Data Sheet 1_Serum creatinine, genetic susceptibility, and the risk of osteoporosis and fracture: a prospective cohort study from the UK Biobank.docx

BackgroundOsteoporosis imposes a substantial fracture burden, yet scalable and dynamic biomarkers for risk stratification remain limited. Serum creatinine—routinely assayed and capturing intertwined muscle and renal signals—has been little studied for incident osteoporosis or fractures. MethodsIn the UK Biobank, covariate-adjusted Cox models and restricted cubic splines assessed associations of baseline creatinine with incident osteoporosis and fractures. Creatinine was modeled categorically (six strata; G4 [70–80 μmol/L] as reference) and continuously. The pre-defined analysis was stratified by sex and age (>65) as well as the three tertiles of the polygenic risk score for osteoporosis (PRS); the multiplicative interaction term examined the relationship between creatinine and PRS. ResultsCreatinine showed a U-shaped association with osteoporosis, with a nadir near 80 μmol/L (overall P<0.001; nonlinearity P<0.001). In piecewise models, each 1-μmol/L increase corresponded to a 2.0% lower osteoporosis risk within 25–80 μmol/L (HR = 0.980, 95% CI 0.978–0.982) and a 1.1% higher risk within 80–130 μmol/L (HR = 1.011, 95% CI 1.006–1.017).
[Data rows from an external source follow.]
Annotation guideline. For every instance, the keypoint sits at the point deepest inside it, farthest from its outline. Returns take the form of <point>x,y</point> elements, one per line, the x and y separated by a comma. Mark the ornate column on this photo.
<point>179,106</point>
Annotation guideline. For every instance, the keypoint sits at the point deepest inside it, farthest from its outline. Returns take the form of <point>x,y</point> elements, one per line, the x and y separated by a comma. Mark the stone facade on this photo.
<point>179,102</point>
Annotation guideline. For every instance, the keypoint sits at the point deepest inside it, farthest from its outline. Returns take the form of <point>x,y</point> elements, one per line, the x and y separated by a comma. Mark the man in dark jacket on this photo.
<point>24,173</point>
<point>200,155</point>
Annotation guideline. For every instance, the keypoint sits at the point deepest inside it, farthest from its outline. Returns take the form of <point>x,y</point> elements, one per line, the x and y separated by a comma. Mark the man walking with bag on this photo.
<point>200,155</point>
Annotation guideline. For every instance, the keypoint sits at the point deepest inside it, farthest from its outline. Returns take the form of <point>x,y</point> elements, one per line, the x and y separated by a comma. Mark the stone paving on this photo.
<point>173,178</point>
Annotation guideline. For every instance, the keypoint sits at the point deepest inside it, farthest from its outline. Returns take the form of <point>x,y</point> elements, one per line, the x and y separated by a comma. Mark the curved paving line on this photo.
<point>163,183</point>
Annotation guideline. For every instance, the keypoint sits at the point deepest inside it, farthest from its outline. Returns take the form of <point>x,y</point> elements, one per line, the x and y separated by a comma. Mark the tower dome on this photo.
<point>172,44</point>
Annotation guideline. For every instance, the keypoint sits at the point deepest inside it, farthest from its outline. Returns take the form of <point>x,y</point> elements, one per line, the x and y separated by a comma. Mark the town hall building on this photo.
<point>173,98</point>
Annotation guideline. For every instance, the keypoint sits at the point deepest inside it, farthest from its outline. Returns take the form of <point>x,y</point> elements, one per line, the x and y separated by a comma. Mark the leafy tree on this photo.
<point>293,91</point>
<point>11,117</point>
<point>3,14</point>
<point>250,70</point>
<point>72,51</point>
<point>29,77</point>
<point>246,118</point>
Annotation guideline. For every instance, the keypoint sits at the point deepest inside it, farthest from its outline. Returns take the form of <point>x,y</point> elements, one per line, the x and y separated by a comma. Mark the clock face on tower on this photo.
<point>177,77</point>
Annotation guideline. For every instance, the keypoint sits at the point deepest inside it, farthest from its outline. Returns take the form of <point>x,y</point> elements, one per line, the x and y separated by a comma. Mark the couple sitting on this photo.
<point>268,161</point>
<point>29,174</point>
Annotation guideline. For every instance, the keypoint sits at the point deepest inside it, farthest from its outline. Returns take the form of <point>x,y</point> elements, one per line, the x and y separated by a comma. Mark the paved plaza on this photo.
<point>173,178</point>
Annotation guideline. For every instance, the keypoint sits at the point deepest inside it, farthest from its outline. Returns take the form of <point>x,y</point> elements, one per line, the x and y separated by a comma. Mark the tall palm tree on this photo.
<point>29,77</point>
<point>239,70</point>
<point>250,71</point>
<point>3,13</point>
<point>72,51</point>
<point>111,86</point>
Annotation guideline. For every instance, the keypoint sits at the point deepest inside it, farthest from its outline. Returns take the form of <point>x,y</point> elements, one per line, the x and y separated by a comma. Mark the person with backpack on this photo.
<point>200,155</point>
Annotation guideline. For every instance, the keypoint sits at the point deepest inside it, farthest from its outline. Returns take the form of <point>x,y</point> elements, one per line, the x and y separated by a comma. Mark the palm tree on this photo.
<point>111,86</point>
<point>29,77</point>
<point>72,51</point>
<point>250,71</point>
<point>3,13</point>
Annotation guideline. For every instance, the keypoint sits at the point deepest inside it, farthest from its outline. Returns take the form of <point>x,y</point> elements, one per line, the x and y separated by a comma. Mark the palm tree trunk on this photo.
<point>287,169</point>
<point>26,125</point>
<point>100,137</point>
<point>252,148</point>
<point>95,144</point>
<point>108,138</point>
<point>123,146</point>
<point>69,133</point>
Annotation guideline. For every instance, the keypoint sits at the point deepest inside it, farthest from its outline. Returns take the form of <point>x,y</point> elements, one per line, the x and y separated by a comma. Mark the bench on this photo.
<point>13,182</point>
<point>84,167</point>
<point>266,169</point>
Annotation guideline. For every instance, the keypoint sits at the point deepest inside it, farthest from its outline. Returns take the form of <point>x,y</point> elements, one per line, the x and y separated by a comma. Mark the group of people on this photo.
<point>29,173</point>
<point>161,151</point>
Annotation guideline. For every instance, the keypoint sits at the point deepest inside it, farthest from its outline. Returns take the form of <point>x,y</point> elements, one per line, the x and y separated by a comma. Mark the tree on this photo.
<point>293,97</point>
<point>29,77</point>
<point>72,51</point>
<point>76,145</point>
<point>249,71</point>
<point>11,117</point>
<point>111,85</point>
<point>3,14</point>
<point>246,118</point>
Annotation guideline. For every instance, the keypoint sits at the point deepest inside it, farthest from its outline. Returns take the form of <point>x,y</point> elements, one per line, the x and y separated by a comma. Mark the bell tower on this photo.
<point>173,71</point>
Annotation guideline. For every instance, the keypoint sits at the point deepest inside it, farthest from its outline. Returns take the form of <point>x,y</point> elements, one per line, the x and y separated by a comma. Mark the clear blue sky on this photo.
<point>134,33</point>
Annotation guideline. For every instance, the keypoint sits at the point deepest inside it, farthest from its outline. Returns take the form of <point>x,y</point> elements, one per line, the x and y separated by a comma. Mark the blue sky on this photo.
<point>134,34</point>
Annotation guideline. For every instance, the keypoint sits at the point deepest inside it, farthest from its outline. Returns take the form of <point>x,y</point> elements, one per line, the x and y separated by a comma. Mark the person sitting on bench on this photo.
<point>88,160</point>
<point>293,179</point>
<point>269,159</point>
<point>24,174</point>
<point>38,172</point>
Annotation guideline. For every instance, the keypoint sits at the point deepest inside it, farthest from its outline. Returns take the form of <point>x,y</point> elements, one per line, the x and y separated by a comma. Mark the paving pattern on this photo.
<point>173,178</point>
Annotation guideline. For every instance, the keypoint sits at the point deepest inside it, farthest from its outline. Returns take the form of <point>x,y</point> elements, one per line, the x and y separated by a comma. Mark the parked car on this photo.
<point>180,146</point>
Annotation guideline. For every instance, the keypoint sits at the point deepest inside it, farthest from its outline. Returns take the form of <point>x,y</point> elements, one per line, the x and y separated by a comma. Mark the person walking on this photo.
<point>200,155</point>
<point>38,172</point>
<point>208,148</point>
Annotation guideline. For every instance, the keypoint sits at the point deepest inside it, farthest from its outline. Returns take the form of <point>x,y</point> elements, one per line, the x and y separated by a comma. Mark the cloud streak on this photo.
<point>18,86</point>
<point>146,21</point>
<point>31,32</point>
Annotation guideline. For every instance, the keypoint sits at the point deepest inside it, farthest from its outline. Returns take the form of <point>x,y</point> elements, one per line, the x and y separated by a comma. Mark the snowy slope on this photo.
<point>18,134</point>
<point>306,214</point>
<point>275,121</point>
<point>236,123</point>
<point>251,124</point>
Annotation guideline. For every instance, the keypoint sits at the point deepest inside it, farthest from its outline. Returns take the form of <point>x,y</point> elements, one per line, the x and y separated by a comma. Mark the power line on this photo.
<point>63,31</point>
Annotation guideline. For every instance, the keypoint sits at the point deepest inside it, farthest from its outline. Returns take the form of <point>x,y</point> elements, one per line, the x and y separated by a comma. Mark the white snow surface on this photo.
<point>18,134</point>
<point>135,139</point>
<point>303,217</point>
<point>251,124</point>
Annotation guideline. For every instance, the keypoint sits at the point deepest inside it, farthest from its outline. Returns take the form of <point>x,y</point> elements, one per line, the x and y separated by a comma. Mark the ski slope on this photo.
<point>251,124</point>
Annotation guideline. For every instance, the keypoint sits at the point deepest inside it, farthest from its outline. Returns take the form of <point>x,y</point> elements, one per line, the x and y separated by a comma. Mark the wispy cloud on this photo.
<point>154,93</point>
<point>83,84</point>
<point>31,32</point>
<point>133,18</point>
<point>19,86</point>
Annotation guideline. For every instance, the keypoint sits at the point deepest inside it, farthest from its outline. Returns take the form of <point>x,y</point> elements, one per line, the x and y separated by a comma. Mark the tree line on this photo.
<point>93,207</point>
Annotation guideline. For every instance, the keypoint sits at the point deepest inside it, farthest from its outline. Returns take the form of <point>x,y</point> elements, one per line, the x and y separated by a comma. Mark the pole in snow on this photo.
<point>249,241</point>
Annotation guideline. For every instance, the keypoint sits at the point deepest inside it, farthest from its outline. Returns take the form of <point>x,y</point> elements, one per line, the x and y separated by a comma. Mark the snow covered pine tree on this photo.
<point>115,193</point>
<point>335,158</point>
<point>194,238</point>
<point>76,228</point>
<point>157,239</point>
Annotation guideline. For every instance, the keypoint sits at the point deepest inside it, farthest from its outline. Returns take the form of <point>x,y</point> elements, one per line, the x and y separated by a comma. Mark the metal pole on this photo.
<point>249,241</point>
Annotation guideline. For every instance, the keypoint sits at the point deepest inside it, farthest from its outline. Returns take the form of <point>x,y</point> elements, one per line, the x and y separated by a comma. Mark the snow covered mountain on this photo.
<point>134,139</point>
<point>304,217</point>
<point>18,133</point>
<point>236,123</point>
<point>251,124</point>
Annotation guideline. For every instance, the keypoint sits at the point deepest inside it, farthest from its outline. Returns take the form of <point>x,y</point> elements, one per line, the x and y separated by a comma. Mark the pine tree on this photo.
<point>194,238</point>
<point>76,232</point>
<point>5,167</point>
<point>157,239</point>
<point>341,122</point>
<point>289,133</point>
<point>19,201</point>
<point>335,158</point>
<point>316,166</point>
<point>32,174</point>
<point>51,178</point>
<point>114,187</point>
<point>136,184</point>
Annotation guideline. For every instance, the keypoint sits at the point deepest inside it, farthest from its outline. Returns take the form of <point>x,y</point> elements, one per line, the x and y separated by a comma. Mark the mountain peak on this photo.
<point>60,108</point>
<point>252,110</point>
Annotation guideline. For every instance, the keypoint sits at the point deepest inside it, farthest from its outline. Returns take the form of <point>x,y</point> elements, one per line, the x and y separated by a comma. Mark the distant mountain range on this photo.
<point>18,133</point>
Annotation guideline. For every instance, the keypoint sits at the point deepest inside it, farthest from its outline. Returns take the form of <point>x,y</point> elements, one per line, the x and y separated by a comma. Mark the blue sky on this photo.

For fractures, the dose–response was J-shaped around the same nadir: risk decreased by 1.0% per μmol in 25–80 μmol/L (HR = 0.990, 95% CI 0.988–0.992) and increased by 0.3% per μmol in 80–130 μmol/L (HR = 1.003, 95% CI 0.999–1.006). Sex-stratified patterns were directionally concordant. In PRS-stratified categorical analyses (vs G4), the low-creatinine stratum (G1) carried higher osteoporosis risk across tertiles (HRs 1.925, 1.811, and 1.592 for low, intermediate, and high PRS). Creatinine×PRS interactions were not significant (osteoporosis P = 0.132; fractures P = 0.210). ConclusionsBaseline serum creatinine was significantly and nonlinearly associated with incident osteoporosis (U-shaped pattern) and fractures (J-shaped pattern), with the lowest risk observed at approximately 80 μmol/L, and there was a notable sex difference (higher in males). These associations were independent of genetic susceptibility, suggesting that serum creatinine may serve as a low-cost adjunct marker for clinical risk stratification and surveillance of osteoporosis.